FRANCE - Les Faucheurs d’OGM ne seront pas jugés par la Cour Européenne des Droits de l’Homme

Les 44 Faucheurs volontaires condamnés par la Cour d’Appel d’Orléans avaient introduit un recours auprès de la Cour européenne des Droits de l’Homme (CEDH), le 26 novembre 2007. Le 9 septembre 2010, la CEDH a annoncé, par simple courrier, aux avocats des Faucheurs que la requête avait été jugée "irrecevable".
La Cour précise : "Compte tenu de l’ensemble des éléments en sa possession, et dans la mesure où elle était compétente pour connaître des allégations formulées, la Cour n’a relevé aucune apparence de violation des droits et libertés garantis par la Convention ou ses protocoles (Caron et autres c. France, n°48629/08)".

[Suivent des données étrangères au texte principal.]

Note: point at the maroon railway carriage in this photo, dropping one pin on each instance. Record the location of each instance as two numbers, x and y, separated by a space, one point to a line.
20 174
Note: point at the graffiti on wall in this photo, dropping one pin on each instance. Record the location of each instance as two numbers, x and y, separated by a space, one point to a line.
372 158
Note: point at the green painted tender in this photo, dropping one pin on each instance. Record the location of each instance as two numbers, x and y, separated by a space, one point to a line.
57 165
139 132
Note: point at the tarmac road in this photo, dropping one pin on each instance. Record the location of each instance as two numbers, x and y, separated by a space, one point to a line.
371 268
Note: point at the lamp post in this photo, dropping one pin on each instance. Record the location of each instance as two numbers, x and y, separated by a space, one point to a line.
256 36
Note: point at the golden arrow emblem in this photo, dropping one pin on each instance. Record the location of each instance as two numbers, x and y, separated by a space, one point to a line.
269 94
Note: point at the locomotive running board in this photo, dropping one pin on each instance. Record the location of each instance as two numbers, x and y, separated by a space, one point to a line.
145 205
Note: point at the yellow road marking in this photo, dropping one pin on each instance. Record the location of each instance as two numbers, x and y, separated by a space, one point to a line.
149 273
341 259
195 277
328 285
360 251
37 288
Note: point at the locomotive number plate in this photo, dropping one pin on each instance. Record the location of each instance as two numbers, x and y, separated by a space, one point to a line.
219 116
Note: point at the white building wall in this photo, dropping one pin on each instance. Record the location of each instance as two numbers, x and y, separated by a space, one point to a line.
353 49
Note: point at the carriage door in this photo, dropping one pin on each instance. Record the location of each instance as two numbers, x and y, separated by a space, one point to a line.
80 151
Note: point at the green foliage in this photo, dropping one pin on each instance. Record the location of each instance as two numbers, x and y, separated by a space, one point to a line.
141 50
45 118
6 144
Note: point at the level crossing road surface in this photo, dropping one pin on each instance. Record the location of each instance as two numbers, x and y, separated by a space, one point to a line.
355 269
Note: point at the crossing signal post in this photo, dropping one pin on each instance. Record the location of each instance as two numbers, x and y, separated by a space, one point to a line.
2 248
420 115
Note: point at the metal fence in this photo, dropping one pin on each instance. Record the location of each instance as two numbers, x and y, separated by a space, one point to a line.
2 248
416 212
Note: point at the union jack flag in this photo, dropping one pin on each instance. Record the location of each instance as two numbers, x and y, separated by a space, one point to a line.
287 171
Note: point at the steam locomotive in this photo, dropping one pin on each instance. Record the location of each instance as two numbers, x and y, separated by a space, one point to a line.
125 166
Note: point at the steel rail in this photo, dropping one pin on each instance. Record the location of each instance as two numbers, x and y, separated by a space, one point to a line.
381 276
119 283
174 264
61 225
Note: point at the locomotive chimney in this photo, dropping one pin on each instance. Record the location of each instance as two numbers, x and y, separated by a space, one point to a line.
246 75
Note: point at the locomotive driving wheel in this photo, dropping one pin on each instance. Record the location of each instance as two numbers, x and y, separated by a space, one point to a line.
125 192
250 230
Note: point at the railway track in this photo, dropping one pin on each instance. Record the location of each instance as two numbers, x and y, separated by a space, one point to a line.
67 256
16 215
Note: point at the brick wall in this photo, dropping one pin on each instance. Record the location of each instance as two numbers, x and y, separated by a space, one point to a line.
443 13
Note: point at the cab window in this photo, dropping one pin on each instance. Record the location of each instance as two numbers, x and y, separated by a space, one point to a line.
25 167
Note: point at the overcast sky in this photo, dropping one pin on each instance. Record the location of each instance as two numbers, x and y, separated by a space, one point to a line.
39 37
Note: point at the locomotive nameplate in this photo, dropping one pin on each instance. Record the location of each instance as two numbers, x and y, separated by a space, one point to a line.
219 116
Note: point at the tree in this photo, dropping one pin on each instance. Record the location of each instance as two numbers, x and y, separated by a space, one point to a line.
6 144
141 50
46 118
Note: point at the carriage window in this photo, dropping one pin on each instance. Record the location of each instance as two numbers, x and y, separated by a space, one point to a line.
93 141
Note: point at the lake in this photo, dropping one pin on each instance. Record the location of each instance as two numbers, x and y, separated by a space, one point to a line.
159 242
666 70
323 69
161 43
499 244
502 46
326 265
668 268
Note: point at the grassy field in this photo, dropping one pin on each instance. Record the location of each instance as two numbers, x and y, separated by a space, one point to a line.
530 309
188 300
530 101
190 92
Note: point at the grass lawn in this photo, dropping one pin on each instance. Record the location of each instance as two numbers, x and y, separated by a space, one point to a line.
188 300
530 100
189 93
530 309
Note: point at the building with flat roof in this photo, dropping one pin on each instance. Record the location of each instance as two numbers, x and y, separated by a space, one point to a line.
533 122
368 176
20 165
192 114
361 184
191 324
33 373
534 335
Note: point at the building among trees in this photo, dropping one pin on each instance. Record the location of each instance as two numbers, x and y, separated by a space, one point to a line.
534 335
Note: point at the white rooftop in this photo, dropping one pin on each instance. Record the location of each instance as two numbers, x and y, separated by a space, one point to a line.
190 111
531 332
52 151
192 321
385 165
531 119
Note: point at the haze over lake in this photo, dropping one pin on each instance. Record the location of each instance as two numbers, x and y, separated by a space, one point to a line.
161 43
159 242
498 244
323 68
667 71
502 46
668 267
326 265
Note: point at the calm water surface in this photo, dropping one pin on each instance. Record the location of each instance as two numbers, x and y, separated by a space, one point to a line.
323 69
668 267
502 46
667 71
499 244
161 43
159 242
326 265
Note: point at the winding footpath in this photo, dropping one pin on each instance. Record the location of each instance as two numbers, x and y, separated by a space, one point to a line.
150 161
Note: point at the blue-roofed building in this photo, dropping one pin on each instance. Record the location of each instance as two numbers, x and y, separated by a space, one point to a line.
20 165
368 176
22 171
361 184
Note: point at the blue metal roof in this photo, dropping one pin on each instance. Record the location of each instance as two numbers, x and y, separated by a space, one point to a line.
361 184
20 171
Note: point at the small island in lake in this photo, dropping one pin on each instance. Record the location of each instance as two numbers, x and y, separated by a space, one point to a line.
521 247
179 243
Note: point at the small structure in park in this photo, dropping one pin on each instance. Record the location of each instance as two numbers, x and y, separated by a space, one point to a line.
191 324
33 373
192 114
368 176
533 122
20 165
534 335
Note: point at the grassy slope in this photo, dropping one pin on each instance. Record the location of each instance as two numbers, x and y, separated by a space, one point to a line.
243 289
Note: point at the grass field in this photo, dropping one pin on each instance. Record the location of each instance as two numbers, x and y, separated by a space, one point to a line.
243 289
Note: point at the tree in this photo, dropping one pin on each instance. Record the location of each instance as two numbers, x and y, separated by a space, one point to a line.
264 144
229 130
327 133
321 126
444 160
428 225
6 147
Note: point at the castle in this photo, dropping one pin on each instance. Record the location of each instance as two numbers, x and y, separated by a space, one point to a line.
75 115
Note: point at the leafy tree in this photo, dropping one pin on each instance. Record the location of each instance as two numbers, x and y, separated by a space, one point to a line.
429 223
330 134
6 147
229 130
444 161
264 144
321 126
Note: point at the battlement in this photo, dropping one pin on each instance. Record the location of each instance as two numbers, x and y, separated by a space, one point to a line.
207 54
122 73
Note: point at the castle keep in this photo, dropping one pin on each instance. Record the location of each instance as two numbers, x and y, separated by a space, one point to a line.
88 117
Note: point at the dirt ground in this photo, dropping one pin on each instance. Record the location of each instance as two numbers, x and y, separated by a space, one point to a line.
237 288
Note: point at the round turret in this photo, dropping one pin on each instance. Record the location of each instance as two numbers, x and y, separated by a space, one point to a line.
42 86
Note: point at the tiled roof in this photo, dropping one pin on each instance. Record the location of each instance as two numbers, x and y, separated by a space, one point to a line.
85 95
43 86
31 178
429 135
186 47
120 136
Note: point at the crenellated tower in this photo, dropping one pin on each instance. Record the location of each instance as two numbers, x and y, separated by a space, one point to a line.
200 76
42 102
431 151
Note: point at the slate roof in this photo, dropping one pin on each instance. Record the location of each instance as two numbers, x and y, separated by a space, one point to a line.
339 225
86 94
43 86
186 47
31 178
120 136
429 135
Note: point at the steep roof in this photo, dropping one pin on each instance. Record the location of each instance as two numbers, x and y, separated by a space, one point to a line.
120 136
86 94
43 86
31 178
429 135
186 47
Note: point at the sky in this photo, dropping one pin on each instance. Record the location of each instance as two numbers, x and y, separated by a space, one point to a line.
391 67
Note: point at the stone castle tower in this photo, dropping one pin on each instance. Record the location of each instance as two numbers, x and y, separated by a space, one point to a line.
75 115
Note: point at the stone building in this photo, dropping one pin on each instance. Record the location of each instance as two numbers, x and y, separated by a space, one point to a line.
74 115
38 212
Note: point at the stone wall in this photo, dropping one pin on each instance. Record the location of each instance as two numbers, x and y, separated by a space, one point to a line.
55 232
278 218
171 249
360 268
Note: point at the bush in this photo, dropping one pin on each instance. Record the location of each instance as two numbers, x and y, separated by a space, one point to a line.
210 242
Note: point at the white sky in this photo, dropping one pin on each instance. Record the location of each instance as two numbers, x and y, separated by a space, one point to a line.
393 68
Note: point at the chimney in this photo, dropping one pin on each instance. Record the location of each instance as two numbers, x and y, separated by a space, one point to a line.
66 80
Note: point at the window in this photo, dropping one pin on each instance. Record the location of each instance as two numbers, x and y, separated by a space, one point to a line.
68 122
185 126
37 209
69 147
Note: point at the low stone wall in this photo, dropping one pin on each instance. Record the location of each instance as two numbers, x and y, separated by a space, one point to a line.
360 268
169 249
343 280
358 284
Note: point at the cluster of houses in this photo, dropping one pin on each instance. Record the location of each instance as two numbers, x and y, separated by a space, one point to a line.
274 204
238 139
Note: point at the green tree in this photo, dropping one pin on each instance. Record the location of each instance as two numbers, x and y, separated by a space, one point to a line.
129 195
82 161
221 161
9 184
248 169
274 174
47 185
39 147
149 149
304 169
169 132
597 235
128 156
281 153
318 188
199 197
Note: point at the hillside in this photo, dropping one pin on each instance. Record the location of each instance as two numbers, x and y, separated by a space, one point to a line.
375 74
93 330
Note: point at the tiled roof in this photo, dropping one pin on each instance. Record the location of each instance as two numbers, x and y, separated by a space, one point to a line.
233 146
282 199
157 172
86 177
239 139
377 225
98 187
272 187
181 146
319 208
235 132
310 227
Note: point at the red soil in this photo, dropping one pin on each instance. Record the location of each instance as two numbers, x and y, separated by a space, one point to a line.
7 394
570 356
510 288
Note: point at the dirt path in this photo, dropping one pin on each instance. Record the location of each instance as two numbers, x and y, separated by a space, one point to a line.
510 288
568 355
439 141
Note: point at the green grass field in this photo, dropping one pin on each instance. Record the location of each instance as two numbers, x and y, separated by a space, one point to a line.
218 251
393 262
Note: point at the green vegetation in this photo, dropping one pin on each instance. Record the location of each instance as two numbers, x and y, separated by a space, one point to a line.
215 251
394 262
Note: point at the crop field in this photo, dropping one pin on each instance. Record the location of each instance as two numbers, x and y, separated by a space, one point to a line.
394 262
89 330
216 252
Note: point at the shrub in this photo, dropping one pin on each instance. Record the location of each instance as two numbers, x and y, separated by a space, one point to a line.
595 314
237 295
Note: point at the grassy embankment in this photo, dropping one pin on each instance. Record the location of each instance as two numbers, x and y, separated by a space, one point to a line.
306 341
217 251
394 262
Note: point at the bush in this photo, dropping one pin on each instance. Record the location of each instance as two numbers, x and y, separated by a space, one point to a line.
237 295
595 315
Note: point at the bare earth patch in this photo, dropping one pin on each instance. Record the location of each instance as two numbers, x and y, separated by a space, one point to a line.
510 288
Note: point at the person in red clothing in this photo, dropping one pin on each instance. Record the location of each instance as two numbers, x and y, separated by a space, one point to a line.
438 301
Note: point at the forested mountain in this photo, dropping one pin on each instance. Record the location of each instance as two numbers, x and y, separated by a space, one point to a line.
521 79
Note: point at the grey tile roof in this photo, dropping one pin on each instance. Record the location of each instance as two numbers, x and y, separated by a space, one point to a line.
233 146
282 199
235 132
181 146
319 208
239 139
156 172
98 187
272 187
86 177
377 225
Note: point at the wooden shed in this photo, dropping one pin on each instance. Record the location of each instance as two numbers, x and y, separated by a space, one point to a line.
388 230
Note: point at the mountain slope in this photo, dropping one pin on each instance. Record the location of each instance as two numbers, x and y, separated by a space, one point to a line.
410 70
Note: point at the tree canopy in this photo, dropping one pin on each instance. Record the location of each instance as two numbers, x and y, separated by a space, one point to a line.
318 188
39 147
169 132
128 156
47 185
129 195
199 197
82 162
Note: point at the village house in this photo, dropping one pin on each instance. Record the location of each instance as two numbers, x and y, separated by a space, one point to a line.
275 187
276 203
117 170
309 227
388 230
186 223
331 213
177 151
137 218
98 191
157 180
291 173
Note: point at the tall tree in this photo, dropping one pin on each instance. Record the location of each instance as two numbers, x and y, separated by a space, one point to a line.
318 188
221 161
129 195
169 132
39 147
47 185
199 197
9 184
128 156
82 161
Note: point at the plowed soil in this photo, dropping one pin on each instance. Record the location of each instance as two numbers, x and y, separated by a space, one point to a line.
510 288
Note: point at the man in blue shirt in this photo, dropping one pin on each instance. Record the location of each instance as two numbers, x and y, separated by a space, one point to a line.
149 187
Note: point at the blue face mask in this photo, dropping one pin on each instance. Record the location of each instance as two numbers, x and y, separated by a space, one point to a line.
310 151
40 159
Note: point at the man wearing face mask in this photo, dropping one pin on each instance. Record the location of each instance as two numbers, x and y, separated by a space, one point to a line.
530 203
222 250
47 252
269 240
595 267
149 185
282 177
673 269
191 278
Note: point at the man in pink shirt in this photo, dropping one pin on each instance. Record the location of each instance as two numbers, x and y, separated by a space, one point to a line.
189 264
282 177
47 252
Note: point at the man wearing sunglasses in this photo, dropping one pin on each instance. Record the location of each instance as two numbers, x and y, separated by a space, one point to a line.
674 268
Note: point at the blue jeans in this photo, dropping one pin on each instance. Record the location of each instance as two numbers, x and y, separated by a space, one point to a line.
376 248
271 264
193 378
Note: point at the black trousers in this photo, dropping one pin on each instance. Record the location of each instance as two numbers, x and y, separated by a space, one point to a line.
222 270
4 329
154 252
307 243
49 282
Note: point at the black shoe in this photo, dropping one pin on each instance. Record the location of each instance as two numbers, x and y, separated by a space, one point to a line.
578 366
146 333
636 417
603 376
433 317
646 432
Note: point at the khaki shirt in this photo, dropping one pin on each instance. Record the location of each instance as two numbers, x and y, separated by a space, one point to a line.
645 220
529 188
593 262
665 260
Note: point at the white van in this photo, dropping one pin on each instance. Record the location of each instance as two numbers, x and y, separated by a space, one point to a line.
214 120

Les avocats précisent dans la lettre adressée aux Faucheurs et qu’Inf’OGM a pu se procurer qu’"il semblerait que la la Cour ait suivi le même raisonnement que dans son arrêt rendu le 29 juin 2010 qui a déclaré irrecevable la requête introduite après le fauchage de Guyancourt. Pour rejeter ce recours, la Cour avait considéré dans un premier temps que pour pouvoir invoquer la violation d’un droit protégé par la Convention européenne des Droits de l’Homme, le requérant devait avoir subi un préjudice direct et individuel. Or, la Cour observe que l’action des faucheurs volontaires visait à défendre l’intérêt collectif contre les OGM et non un intérêt personnel".
Par ailleurs, la Cour n’a pas considéré les faucheurs comme des victimes au sens de la Convention européenne des Droits de l’Homme car aucun des Faucheurs ne vivait à proximité de la parcelle détruite.